Views of the valley from Fagajesto.
Views of the valley from Fagajesto.José Luis M. Vadillo

A space traveller received a beautiful lesson that for decades has adorned diaries, folders, and now Instagram profiles: "what is essential is invisible to the eye." That extraterrestrial (Saint-Exupéry's, not Spielberg's) comes to mind when travelling to Gran Canaria at this time and observing the minor sin committed by thousands of tourists on the island: focusing on the coastal attractions, be it Maspalomas or the capital, and not taking advantage of the unique, unusual, even historical explosion of green and flowery tones with which the interior has dressed itself with the persistent rains of this winter. Storm after storm has covered the ravines like Guayadeque, very close to the airport, and also old volcanoes and tired peaks.

One must seize the surprising fervour of nature that has transformed the interior of Gran Canaria into scenes reminiscent of the Cantabrian Mountains and dare to take the car, choose a good playlist (from Sabandeños to Quevedo, each to their own) and drive to climb and descend ravines. The reward, the views, in plural.

It's not about making a ranking of places to visit, but about driving with more eagerness to discover than planning. From Las Palmas, not far away is the Bandama Caldera, a retired volcanic cone now covered with vegetation among which paths descend to the base, where until a few years ago there was a small building occupied by a goatherd.

The road and common sense will lead to the Cruz de Tejeda, a pass from where a good part of the island's interior can be observed, such as the summit of Pozo de las Nieves, which reaches almost 2,000 meters. Here is the Parador Nacional, where guests swim in the outdoor heated pool overlooking immense ravines, Roque Nublo, and Roque Bentayga; visitors enjoy the views from the terrace, and hikers start their route to Tejeda, recognized as one of the Pueblos más bonitos de España, with low whitewashed houses, always facing the valley's vertigo, with impossible orchards on some terraces, Canarian pines, and almond trees.

If these two towns have more tourists than our spirit craving for calm needs, a good option is to move a few kilometers away and stop in Artenara. There, leaning out from the viewpoint to accompany Mr. Miguel de Unamuno in contemplating the horizon. A sculpture of the writer looking at Roque Bentayga, by the local artist Manolo González, recalls his excursion around the island in the early 1910s. Perhaps, in this early spring, the thinker would see landscape similarities with his native Vizcaya.
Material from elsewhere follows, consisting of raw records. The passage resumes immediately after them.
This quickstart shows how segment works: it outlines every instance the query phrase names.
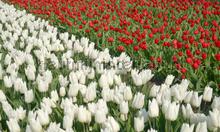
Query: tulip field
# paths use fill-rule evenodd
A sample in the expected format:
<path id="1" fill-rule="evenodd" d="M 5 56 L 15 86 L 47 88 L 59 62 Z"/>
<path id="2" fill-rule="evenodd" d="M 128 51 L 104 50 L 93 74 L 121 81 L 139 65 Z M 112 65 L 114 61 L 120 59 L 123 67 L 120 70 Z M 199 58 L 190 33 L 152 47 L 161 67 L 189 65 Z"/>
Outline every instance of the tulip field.
<path id="1" fill-rule="evenodd" d="M 220 2 L 0 0 L 0 132 L 219 132 Z"/>

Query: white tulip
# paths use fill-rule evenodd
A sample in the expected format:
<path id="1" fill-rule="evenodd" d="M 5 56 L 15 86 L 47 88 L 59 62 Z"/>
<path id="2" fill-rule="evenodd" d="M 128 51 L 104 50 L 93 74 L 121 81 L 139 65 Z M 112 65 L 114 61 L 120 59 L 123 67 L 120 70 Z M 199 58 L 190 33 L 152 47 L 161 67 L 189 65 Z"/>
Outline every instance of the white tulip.
<path id="1" fill-rule="evenodd" d="M 206 121 L 198 123 L 196 132 L 208 132 Z"/>
<path id="2" fill-rule="evenodd" d="M 130 101 L 130 100 L 132 100 L 132 97 L 133 97 L 133 95 L 132 95 L 131 87 L 125 87 L 125 89 L 124 89 L 124 99 L 126 101 Z"/>
<path id="3" fill-rule="evenodd" d="M 69 83 L 68 78 L 64 77 L 63 75 L 59 75 L 59 83 L 61 87 L 66 87 Z"/>
<path id="4" fill-rule="evenodd" d="M 153 99 L 152 101 L 149 100 L 148 113 L 151 118 L 159 116 L 159 106 L 156 99 Z"/>
<path id="5" fill-rule="evenodd" d="M 213 101 L 212 101 L 212 109 L 218 109 L 220 111 L 220 97 L 214 97 Z"/>
<path id="6" fill-rule="evenodd" d="M 16 119 L 9 119 L 9 121 L 7 121 L 7 125 L 8 125 L 8 128 L 11 132 L 20 132 L 21 131 L 20 126 L 19 126 Z"/>
<path id="7" fill-rule="evenodd" d="M 144 98 L 145 98 L 145 95 L 140 92 L 135 94 L 133 102 L 132 102 L 132 107 L 136 109 L 141 109 L 144 106 Z"/>
<path id="8" fill-rule="evenodd" d="M 25 69 L 25 75 L 27 76 L 28 80 L 35 80 L 35 72 L 36 68 L 34 65 L 28 65 Z"/>
<path id="9" fill-rule="evenodd" d="M 193 129 L 194 129 L 194 124 L 190 126 L 189 124 L 183 123 L 180 132 L 193 132 Z"/>
<path id="10" fill-rule="evenodd" d="M 207 117 L 207 125 L 210 130 L 215 130 L 220 126 L 220 112 L 217 109 L 209 111 L 209 116 Z"/>
<path id="11" fill-rule="evenodd" d="M 83 106 L 79 107 L 78 120 L 81 123 L 88 123 L 91 121 L 91 113 Z"/>
<path id="12" fill-rule="evenodd" d="M 14 82 L 14 89 L 16 91 L 24 93 L 25 91 L 27 91 L 26 82 L 23 82 L 21 78 L 17 78 Z"/>
<path id="13" fill-rule="evenodd" d="M 4 70 L 2 68 L 2 65 L 0 65 L 0 80 L 3 79 Z"/>
<path id="14" fill-rule="evenodd" d="M 165 84 L 167 84 L 167 85 L 170 86 L 170 85 L 173 83 L 174 78 L 175 78 L 175 76 L 173 76 L 173 75 L 168 75 L 168 76 L 166 77 Z"/>
<path id="15" fill-rule="evenodd" d="M 165 112 L 165 118 L 170 121 L 175 121 L 178 117 L 179 107 L 180 105 L 176 104 L 176 102 L 170 103 Z"/>
<path id="16" fill-rule="evenodd" d="M 7 87 L 7 88 L 12 87 L 13 82 L 12 82 L 11 76 L 4 76 L 3 80 L 4 80 L 5 87 Z"/>
<path id="17" fill-rule="evenodd" d="M 63 130 L 60 128 L 60 123 L 57 124 L 55 122 L 51 122 L 47 128 L 47 132 L 62 132 Z"/>
<path id="18" fill-rule="evenodd" d="M 106 121 L 105 111 L 97 110 L 95 112 L 95 122 L 101 124 L 101 123 L 104 123 L 105 121 Z"/>
<path id="19" fill-rule="evenodd" d="M 111 116 L 108 117 L 107 121 L 103 124 L 104 128 L 107 128 L 111 132 L 120 131 L 120 126 L 118 122 Z"/>
<path id="20" fill-rule="evenodd" d="M 73 117 L 70 115 L 64 115 L 63 117 L 63 128 L 69 129 L 73 126 Z"/>
<path id="21" fill-rule="evenodd" d="M 148 129 L 147 132 L 157 132 L 157 130 L 151 128 L 151 129 Z"/>
<path id="22" fill-rule="evenodd" d="M 110 88 L 103 88 L 102 89 L 102 98 L 106 101 L 113 101 L 114 100 L 114 90 Z"/>
<path id="23" fill-rule="evenodd" d="M 121 76 L 114 75 L 114 82 L 115 82 L 116 85 L 121 85 L 121 83 L 122 83 Z"/>
<path id="24" fill-rule="evenodd" d="M 144 117 L 144 122 L 147 122 L 148 121 L 148 118 L 149 118 L 149 114 L 148 114 L 148 112 L 146 111 L 146 109 L 140 109 L 139 111 L 138 111 L 138 116 L 139 117 Z"/>
<path id="25" fill-rule="evenodd" d="M 31 130 L 33 132 L 42 132 L 43 128 L 42 128 L 40 121 L 38 119 L 35 120 L 32 118 L 29 120 L 29 123 L 30 123 Z"/>
<path id="26" fill-rule="evenodd" d="M 109 87 L 109 83 L 108 83 L 108 77 L 105 74 L 102 74 L 100 79 L 99 79 L 99 86 L 101 88 L 108 88 Z"/>
<path id="27" fill-rule="evenodd" d="M 6 101 L 5 93 L 0 89 L 0 102 Z"/>
<path id="28" fill-rule="evenodd" d="M 22 106 L 16 109 L 16 115 L 18 119 L 23 120 L 26 116 L 26 110 L 23 109 Z"/>
<path id="29" fill-rule="evenodd" d="M 11 57 L 9 54 L 7 54 L 7 55 L 5 56 L 4 64 L 5 64 L 5 65 L 11 64 L 11 59 L 12 59 L 12 57 Z"/>
<path id="30" fill-rule="evenodd" d="M 40 124 L 42 126 L 47 125 L 50 122 L 50 118 L 49 118 L 48 113 L 46 111 L 41 110 L 41 109 L 37 111 L 37 118 L 39 119 Z"/>
<path id="31" fill-rule="evenodd" d="M 144 117 L 135 117 L 134 118 L 134 129 L 137 132 L 144 130 Z"/>
<path id="32" fill-rule="evenodd" d="M 191 105 L 194 107 L 199 107 L 202 102 L 202 95 L 198 96 L 198 92 L 193 92 L 192 98 L 191 98 Z"/>
<path id="33" fill-rule="evenodd" d="M 204 122 L 206 120 L 207 120 L 207 117 L 203 113 L 194 113 L 194 114 L 191 114 L 191 116 L 190 116 L 190 123 L 191 124 L 197 124 L 199 122 Z"/>
<path id="34" fill-rule="evenodd" d="M 97 87 L 96 82 L 92 82 L 89 84 L 84 97 L 84 100 L 86 102 L 93 101 L 96 98 L 96 87 Z"/>
<path id="35" fill-rule="evenodd" d="M 190 103 L 192 95 L 193 95 L 193 91 L 187 92 L 186 97 L 184 98 L 184 102 L 187 104 Z"/>
<path id="36" fill-rule="evenodd" d="M 78 83 L 70 84 L 69 86 L 69 91 L 68 91 L 68 96 L 69 97 L 76 97 L 78 95 L 80 86 Z"/>
<path id="37" fill-rule="evenodd" d="M 213 89 L 209 86 L 206 86 L 203 92 L 203 100 L 206 102 L 210 102 L 212 99 L 212 91 Z"/>
<path id="38" fill-rule="evenodd" d="M 61 97 L 64 97 L 66 95 L 66 89 L 64 87 L 61 87 L 59 90 L 59 95 Z"/>
<path id="39" fill-rule="evenodd" d="M 186 107 L 182 105 L 182 113 L 185 119 L 189 119 L 194 114 L 190 104 L 187 104 Z"/>
<path id="40" fill-rule="evenodd" d="M 122 101 L 120 103 L 120 112 L 122 114 L 128 114 L 129 108 L 128 108 L 128 102 L 127 101 Z"/>
<path id="41" fill-rule="evenodd" d="M 90 72 L 87 75 L 88 79 L 94 79 L 95 78 L 95 70 L 93 68 L 90 69 Z"/>
<path id="42" fill-rule="evenodd" d="M 153 87 L 150 89 L 150 94 L 149 96 L 150 97 L 156 97 L 157 96 L 157 93 L 159 92 L 160 90 L 160 86 L 154 84 Z"/>
<path id="43" fill-rule="evenodd" d="M 50 98 L 52 101 L 57 102 L 59 100 L 59 95 L 57 93 L 57 90 L 53 90 L 50 93 Z"/>

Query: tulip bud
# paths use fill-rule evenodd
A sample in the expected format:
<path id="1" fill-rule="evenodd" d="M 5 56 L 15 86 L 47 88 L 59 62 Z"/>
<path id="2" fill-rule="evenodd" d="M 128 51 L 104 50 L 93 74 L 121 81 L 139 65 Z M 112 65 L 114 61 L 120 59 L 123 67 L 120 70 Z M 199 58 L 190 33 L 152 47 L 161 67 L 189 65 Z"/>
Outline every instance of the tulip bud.
<path id="1" fill-rule="evenodd" d="M 167 78 L 166 78 L 166 80 L 165 80 L 165 84 L 167 84 L 167 85 L 170 86 L 170 85 L 172 84 L 174 78 L 175 78 L 175 76 L 173 76 L 173 75 L 168 75 Z"/>
<path id="2" fill-rule="evenodd" d="M 71 115 L 64 115 L 63 117 L 63 128 L 69 129 L 73 126 L 73 117 Z"/>
<path id="3" fill-rule="evenodd" d="M 157 132 L 157 130 L 151 128 L 151 129 L 147 130 L 147 132 Z"/>
<path id="4" fill-rule="evenodd" d="M 24 100 L 26 103 L 31 103 L 34 100 L 34 93 L 32 89 L 24 93 Z"/>
<path id="5" fill-rule="evenodd" d="M 189 119 L 194 114 L 190 104 L 187 104 L 186 107 L 182 105 L 182 113 L 185 119 Z"/>
<path id="6" fill-rule="evenodd" d="M 132 95 L 131 88 L 130 87 L 125 87 L 125 89 L 124 89 L 124 99 L 126 101 L 129 101 L 129 100 L 132 99 L 132 97 L 133 97 L 133 95 Z"/>
<path id="7" fill-rule="evenodd" d="M 193 132 L 193 129 L 194 129 L 194 124 L 190 126 L 189 124 L 183 123 L 180 132 Z"/>
<path id="8" fill-rule="evenodd" d="M 213 89 L 209 86 L 206 86 L 203 92 L 203 100 L 206 102 L 210 102 L 212 99 L 212 91 Z"/>
<path id="9" fill-rule="evenodd" d="M 21 131 L 20 126 L 19 126 L 16 119 L 9 119 L 9 121 L 7 121 L 7 125 L 8 125 L 10 132 L 20 132 Z"/>
<path id="10" fill-rule="evenodd" d="M 64 87 L 60 88 L 59 94 L 61 97 L 64 97 L 66 95 L 66 89 Z"/>
<path id="11" fill-rule="evenodd" d="M 214 97 L 214 99 L 213 99 L 213 101 L 212 101 L 212 105 L 211 105 L 211 107 L 212 107 L 212 109 L 218 109 L 218 110 L 220 110 L 220 97 Z"/>
<path id="12" fill-rule="evenodd" d="M 96 82 L 89 84 L 84 97 L 84 100 L 86 102 L 93 101 L 96 98 L 96 87 L 97 87 Z"/>
<path id="13" fill-rule="evenodd" d="M 170 103 L 165 112 L 165 118 L 170 121 L 175 121 L 178 117 L 179 107 L 180 105 L 176 104 L 176 102 Z"/>
<path id="14" fill-rule="evenodd" d="M 152 101 L 149 100 L 148 113 L 151 118 L 159 116 L 159 106 L 156 99 L 153 99 Z"/>
<path id="15" fill-rule="evenodd" d="M 11 76 L 4 76 L 3 80 L 4 80 L 5 87 L 7 88 L 12 87 L 13 82 L 12 82 Z"/>
<path id="16" fill-rule="evenodd" d="M 48 115 L 47 112 L 40 109 L 40 110 L 37 111 L 37 115 L 38 115 L 37 117 L 40 121 L 40 124 L 42 126 L 49 124 L 50 118 L 49 118 L 49 115 Z"/>
<path id="17" fill-rule="evenodd" d="M 120 103 L 120 112 L 122 114 L 127 114 L 129 111 L 129 108 L 128 108 L 128 102 L 127 101 L 122 101 Z"/>
<path id="18" fill-rule="evenodd" d="M 6 101 L 5 93 L 2 90 L 0 90 L 0 102 L 4 102 L 4 101 Z"/>
<path id="19" fill-rule="evenodd" d="M 103 110 L 97 110 L 95 112 L 95 122 L 101 124 L 106 121 L 106 114 Z"/>
<path id="20" fill-rule="evenodd" d="M 160 90 L 160 86 L 157 86 L 157 85 L 153 85 L 153 87 L 150 89 L 150 97 L 156 97 L 157 96 L 157 93 L 159 92 Z"/>
<path id="21" fill-rule="evenodd" d="M 132 107 L 136 109 L 141 109 L 144 106 L 144 98 L 145 98 L 145 95 L 140 92 L 135 94 L 133 102 L 132 102 Z"/>
<path id="22" fill-rule="evenodd" d="M 144 117 L 135 117 L 134 118 L 134 129 L 137 132 L 144 130 Z"/>
<path id="23" fill-rule="evenodd" d="M 198 123 L 196 132 L 208 132 L 206 121 Z"/>
<path id="24" fill-rule="evenodd" d="M 185 102 L 185 103 L 190 103 L 191 98 L 192 98 L 192 95 L 193 95 L 193 91 L 189 91 L 189 92 L 186 94 L 186 97 L 184 98 L 184 102 Z"/>
<path id="25" fill-rule="evenodd" d="M 202 102 L 202 95 L 198 96 L 198 92 L 193 92 L 192 98 L 191 98 L 191 104 L 194 107 L 199 107 Z"/>

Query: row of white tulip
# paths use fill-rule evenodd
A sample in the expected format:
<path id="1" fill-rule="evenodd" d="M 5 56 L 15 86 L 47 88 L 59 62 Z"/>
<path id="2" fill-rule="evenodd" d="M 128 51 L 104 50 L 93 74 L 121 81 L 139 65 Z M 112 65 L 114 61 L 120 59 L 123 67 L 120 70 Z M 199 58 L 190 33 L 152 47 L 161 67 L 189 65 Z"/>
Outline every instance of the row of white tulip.
<path id="1" fill-rule="evenodd" d="M 125 53 L 112 57 L 1 1 L 0 14 L 3 131 L 219 130 L 220 97 L 210 86 L 188 90 L 190 81 L 174 84 L 173 75 L 153 84 L 151 70 L 133 69 Z"/>

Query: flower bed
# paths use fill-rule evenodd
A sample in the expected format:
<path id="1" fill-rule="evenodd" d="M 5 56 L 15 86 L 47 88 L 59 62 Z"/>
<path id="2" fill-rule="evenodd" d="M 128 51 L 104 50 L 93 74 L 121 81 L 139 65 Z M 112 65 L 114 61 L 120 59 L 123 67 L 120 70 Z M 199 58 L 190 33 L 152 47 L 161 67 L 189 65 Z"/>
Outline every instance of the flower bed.
<path id="1" fill-rule="evenodd" d="M 220 97 L 168 75 L 152 84 L 125 53 L 0 1 L 0 129 L 26 132 L 218 131 Z"/>
<path id="2" fill-rule="evenodd" d="M 10 0 L 99 48 L 125 51 L 135 67 L 191 80 L 197 90 L 220 82 L 219 2 L 205 0 Z"/>

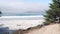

The time will come to stop for a meal, to discover flavors, which is essentially the same. Even at the table, one must remain curious. The restaurant-shop Antonio Pinocha (Fagajesto) is one of the unavoidable eateries in the interior. Cornmeal, avocados, and sweets are sold on shelves; through the window, the pine trees descending towards the valley can be seen, and next to the sidewalk, the metallic clicks of Harley Davidson motorcycles ridden by bikers taking a break can be heard. Both locals and foreigners immerse themselves in Gran Canaria's gastronomy, from gofio to goat, cheese to chickpea stew, fried lamb, all accompanied by aniseed bread.

With a full stomach, everything rolls downhill. One must make the most of the day to take a stroll through what could be considered the tourist capital of the interior, Teror, with its colonial air, facades painted in shades of indigo, egg yolk... adorned with exposed stone and elaborately crafted wooden balconies... At times, it's not easy to tell if one is in the Canary Islands or in some city of colonial America. Even a corner holds a statue of Simón Bolívar. The town's landmark is the slender church of Nuestra Señora del Pino, a pilgrimage center, with an impressive Norfolk Island pine at its feet. And around, on weekends, artisan products, honey, cheese can be bought...

For those who miss the beach, from the interior, head to Fataga, a small and picturesque village known for its whitewashed houses, gathered tightly together in an environment of ravines, palm groves, and prickly pears. The road southward resembles the landscapes of Hollywood road movies. And for a sunset view, a stop at the circular platform of Degollada de las Yeguas, from where one can contemplate lava flows from over 11 million years ago now speckled with vegetation. To the south, the dunes of Maspalomas. But that's another story.